Du côté des éditeurs …

Wordle: Francfort

Chaque année, le Groupement français de l’industrie de l’information (GFII) organise un voyage d’étude à la Foire de Francfort. Utile, donc, fut ce retour de Francfort proposé par le GFII le 31 octobre 2012 pour faire le point sur l’édition, d’où ce résumé qui, comme celui réalisé l’an dernier, semblait s’imposer.

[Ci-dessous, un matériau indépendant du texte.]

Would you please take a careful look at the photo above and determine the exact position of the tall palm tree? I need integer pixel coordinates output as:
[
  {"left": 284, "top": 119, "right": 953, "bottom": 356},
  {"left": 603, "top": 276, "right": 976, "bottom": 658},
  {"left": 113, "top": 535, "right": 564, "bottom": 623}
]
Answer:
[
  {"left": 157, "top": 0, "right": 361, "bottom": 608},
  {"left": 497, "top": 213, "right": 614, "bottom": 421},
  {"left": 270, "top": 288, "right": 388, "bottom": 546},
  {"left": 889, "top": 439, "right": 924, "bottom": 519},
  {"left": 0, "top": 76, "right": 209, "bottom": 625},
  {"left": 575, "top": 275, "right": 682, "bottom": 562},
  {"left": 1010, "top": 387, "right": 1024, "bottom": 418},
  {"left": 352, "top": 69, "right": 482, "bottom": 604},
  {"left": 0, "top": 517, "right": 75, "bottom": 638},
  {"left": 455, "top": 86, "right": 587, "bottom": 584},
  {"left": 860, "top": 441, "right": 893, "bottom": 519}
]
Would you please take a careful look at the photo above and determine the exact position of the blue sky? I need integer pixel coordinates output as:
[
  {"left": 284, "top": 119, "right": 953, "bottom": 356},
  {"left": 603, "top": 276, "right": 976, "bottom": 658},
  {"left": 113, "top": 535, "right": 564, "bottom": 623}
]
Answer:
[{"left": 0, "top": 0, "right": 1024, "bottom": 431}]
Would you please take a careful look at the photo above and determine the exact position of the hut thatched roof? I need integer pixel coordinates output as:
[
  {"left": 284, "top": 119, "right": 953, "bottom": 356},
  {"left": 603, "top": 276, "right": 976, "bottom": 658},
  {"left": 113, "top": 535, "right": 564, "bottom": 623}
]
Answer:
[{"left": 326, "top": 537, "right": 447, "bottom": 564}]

De manière générale, on constate que le marché de l’édition mondiale qui présente des divergences entre l’édition grand public, en plein bouleversement, l’édition professionnelle, stable, et l’édition scolaire, en développement, garde (encore) quelques caractéristiques nationales.

Un voyage et des tags

Tsunami 

C’est ce que représente aujourd’hui le livre numérique pour les éditeurs grand public. Considéré jusqu’alors par ceux-ci comme une simple « curiosité », le livre numérique modifie à présent brusquement et profondément leur modèle économique. Ce sont donc des investissements importants qu’ils envisagent d’engager et le rapprochement entre Penguin et Random House annoncé le 31 octobre 2012, serait lié à la nécessité de partager les coûts imposés par le numérique.

Autoédition

Avec le KDP (Kindle Direct Publishing) d’Amazon, un service d’auto-publication proposé aussi par Kobo, voire sans doute très prochainement, selon la rumeur, par Apple, les éditeurs perdent le monopole de la « captation des talents ». L’auto-édition mine le métier et l’image de l’éditeur auprès du public et des auteurs (bien que les auteurs repérés restent ravis d’être publiés ensuite par de « vrais éditeurs »).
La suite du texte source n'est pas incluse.